Baroness Retailer, a consortium of CVC Partners and Texas Pacific, is expected to replace Ms Earl and her co-executives with a new management team led by John Lovering, the retail entrepreneur behind Homebase. It confirmed yesterday that it had raised its offer from 455p per share to 470p, forcing Permira's Laragrove consortium to concede defeat.

Laragrove, whose prospects of victory crumbled after Goldman Sachs pulled out of the consortium, said £1.7bn was "in excess of the price [we were] prepared to offer". In an attempt to justify Ms Earl's decision to team up with Permira in May, Laragrove pointed out that Debenhams' shareholders would receive an extra £165m under Baroness' revised offer.

Ms Earl and Matthew Roberts, the company's finance director, will meet the Baroness team today or tomorrow to discuss their future, but sources close to the bidder said the duo were unlikely to remain at Debenhams.
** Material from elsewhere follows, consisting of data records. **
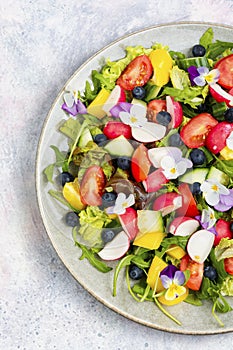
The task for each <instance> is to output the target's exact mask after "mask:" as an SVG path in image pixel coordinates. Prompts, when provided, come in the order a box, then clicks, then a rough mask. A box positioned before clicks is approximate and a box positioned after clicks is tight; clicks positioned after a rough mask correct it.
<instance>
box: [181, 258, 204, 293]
mask: <svg viewBox="0 0 233 350" xmlns="http://www.w3.org/2000/svg"><path fill="white" fill-rule="evenodd" d="M180 270H181V271H185V270H189V271H190V277H189V279H188V282H187V283H186V287H188V288H189V289H192V290H199V289H200V287H201V282H202V279H203V273H204V263H201V264H200V263H197V262H195V261H193V260H192V259H191V258H190V256H189V255H188V254H186V255H185V256H184V257H183V258H182V259H181V262H180Z"/></svg>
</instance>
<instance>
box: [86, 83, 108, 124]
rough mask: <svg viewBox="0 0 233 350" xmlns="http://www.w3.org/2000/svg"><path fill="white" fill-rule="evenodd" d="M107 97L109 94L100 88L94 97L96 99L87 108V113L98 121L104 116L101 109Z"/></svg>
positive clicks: (90, 103)
mask: <svg viewBox="0 0 233 350" xmlns="http://www.w3.org/2000/svg"><path fill="white" fill-rule="evenodd" d="M109 95H110V92H109V91H108V90H106V89H104V88H102V89H101V90H100V92H99V93H98V95H97V96H96V98H95V99H94V100H93V101H92V102H91V103H90V104H89V106H88V107H87V112H88V113H89V114H92V115H94V116H95V117H97V118H99V119H102V118H103V117H104V116H105V115H106V112H105V111H104V110H103V109H102V108H103V106H104V104H105V102H106V101H107V99H108V97H109Z"/></svg>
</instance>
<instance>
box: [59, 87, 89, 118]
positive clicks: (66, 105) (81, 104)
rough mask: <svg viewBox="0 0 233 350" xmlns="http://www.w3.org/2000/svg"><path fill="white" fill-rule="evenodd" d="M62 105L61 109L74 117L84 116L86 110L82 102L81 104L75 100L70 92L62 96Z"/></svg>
mask: <svg viewBox="0 0 233 350" xmlns="http://www.w3.org/2000/svg"><path fill="white" fill-rule="evenodd" d="M64 101H65V102H64V103H63V105H62V107H61V108H62V109H63V110H64V111H65V112H67V113H69V114H71V115H73V116H76V115H77V114H86V113H87V108H86V106H85V105H84V103H83V102H81V101H80V100H79V99H77V98H76V95H75V94H74V93H72V92H67V93H65V94H64Z"/></svg>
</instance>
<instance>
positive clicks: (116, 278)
mask: <svg viewBox="0 0 233 350" xmlns="http://www.w3.org/2000/svg"><path fill="white" fill-rule="evenodd" d="M133 257H134V255H133V254H130V255H126V256H125V257H124V258H123V259H121V260H120V261H119V264H118V265H117V266H116V268H115V271H114V276H113V292H112V295H113V296H114V297H115V296H116V287H117V279H118V276H119V272H120V271H121V269H122V268H123V267H125V266H128V265H130V262H131V260H132V258H133Z"/></svg>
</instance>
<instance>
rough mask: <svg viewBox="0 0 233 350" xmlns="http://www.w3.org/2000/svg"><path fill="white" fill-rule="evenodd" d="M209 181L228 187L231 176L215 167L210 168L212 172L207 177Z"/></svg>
mask: <svg viewBox="0 0 233 350" xmlns="http://www.w3.org/2000/svg"><path fill="white" fill-rule="evenodd" d="M207 179H213V180H216V181H218V182H219V183H220V184H222V185H224V186H227V185H228V184H229V181H230V179H229V176H228V175H227V174H225V173H224V172H223V171H221V170H219V169H217V168H215V167H214V166H212V167H211V168H210V171H209V173H208V175H207Z"/></svg>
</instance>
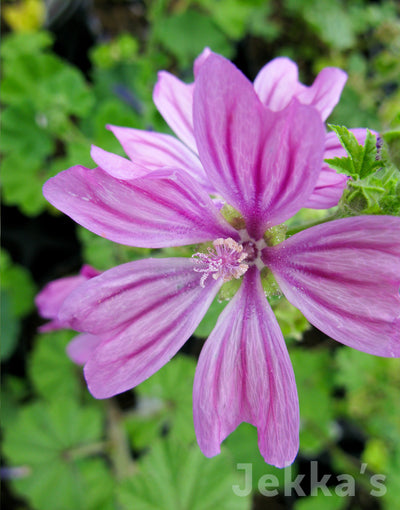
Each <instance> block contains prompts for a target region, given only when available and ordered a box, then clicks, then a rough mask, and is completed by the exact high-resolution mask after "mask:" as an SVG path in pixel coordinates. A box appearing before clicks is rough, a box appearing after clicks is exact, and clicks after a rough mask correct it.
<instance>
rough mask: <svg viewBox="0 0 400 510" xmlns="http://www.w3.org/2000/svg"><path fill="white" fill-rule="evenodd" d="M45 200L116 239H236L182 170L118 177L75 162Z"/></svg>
mask: <svg viewBox="0 0 400 510" xmlns="http://www.w3.org/2000/svg"><path fill="white" fill-rule="evenodd" d="M43 193H44V196H45V197H46V199H47V200H48V201H49V202H50V203H51V204H53V205H54V206H55V207H57V209H59V210H60V211H62V212H64V213H65V214H67V215H68V216H70V217H71V218H72V219H73V220H75V221H76V222H77V223H79V224H80V225H82V226H84V227H85V228H87V229H88V230H91V231H92V232H94V233H96V234H98V235H100V236H102V237H105V238H107V239H110V240H111V241H114V242H117V243H121V244H125V245H129V246H138V247H147V248H160V247H164V246H179V245H187V244H195V243H199V242H207V241H211V240H213V239H217V238H218V237H224V238H226V237H233V238H235V239H237V231H236V230H234V229H233V227H231V226H230V225H229V224H228V223H227V222H226V221H225V220H224V218H223V217H222V215H221V214H220V212H219V211H218V210H217V208H216V207H215V205H214V204H213V202H212V200H211V199H210V197H209V196H208V194H207V192H206V191H205V190H204V189H203V188H202V187H201V186H200V185H199V184H197V183H196V182H195V181H194V180H193V179H191V178H190V176H189V175H187V174H186V173H185V172H183V171H179V170H171V169H169V170H155V171H153V172H152V173H151V174H149V175H148V176H146V177H145V178H143V179H135V180H132V181H126V180H118V179H115V178H113V177H111V176H110V175H109V174H107V173H106V172H104V171H103V170H101V169H100V168H97V169H94V170H88V169H86V168H84V167H81V166H75V167H72V168H70V169H68V170H65V171H64V172H61V173H59V174H58V175H56V176H55V177H53V178H51V179H50V180H49V181H47V182H46V183H45V185H44V188H43Z"/></svg>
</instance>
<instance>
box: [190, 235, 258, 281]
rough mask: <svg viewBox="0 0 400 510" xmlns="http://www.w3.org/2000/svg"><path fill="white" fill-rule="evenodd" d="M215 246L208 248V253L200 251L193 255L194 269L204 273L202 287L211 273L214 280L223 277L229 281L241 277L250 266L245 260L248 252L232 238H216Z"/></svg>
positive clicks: (222, 280)
mask: <svg viewBox="0 0 400 510" xmlns="http://www.w3.org/2000/svg"><path fill="white" fill-rule="evenodd" d="M213 246H214V248H208V249H207V253H201V252H198V253H195V254H194V255H192V257H193V258H194V260H195V267H194V270H195V271H196V272H198V273H203V276H202V277H201V280H200V286H201V287H204V286H205V281H206V280H207V278H208V277H209V275H210V274H211V275H212V277H213V278H214V280H218V278H222V281H224V282H228V281H229V280H232V278H240V277H241V276H242V275H243V274H244V273H245V272H246V271H247V270H248V268H249V266H248V264H246V263H244V262H243V261H244V260H245V259H247V257H248V253H247V252H246V251H245V250H243V246H242V245H241V244H238V243H237V242H236V241H234V240H233V239H232V238H230V237H229V238H228V239H222V238H219V239H216V240H215V241H213Z"/></svg>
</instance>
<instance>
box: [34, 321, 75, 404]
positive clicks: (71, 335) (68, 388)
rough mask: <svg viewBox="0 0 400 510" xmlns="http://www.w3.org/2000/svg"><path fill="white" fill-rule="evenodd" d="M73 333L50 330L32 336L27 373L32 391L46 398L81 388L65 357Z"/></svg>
mask: <svg viewBox="0 0 400 510" xmlns="http://www.w3.org/2000/svg"><path fill="white" fill-rule="evenodd" d="M76 335H77V333H75V332H73V331H65V330H61V331H52V332H50V333H44V334H41V335H39V336H38V337H36V344H35V349H34V351H33V354H32V356H31V359H30V364H29V374H30V377H31V379H32V381H33V384H34V385H35V388H36V390H37V391H38V393H39V394H41V395H42V396H43V397H44V398H45V399H47V400H54V399H63V398H65V397H68V396H69V395H74V396H77V395H78V393H79V390H80V387H81V384H80V381H79V378H78V377H79V374H80V373H81V372H82V369H81V367H77V366H76V365H75V364H74V363H73V362H72V361H71V360H70V359H69V358H68V356H67V353H66V350H65V349H66V346H67V345H68V343H69V342H70V341H71V339H72V338H73V337H75V336H76Z"/></svg>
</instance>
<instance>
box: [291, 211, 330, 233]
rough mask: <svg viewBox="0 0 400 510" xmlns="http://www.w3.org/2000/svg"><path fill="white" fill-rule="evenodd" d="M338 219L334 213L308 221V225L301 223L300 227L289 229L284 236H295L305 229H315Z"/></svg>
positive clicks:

Ms Earl stands to pocket more than £3m from cashing in her shares and options, while Mr Roberts will bank some £2m. Both will also receive pay-offs in line with their contracts: £600,000 and £360,000 respectively.

Analysts said investors were likely to back the 470p-per-share bid, citing the deteriorating outlook for the high street if the Bank of England raises interest rates next month, despite initially believing the group could fetch around 490p per share. "Shareholders are getting a pretty fair deal at this level," Iain McDonald, at Numis Securities, said.

One top 10 shareholder said 470p still looked "a little lighter than a full price", adding: "It's not a foregone conclusion shareholders will accept." But shares in Debenhams slipped 0.75p to 466p, as the City bet against another bidder emerging before the group's decisive shareholder meeting on 10 November.

Despite the increased offer, which saw Baroness in effect bid against itself, investors remained critical of Ms Earl's decision to seek a buyer for the group. "Our preference would have been not to have had the bids," one shareholder said, adding that the management's eagerness to sell "must have inhibited bidders". He described Ms Earl's imminent departure as a "salutary lesson".

If the deal goes through Mr Lovering is expected to become non-executive chairman, while Rob Templeman, the former Homebase chief executive, and Chris Woodhouse, the do-it-yourself retailer's former commercial director, are tipped to become Debenhams' chief executive and finance director.

Neither has any experience running a clothes retailer. The three will share 8.8 per cent of the equity in the private company, while CVC and Texas Pacific will own 37.9 per cent apiece and Merrill Lynch Private Equity 15.4 per cent.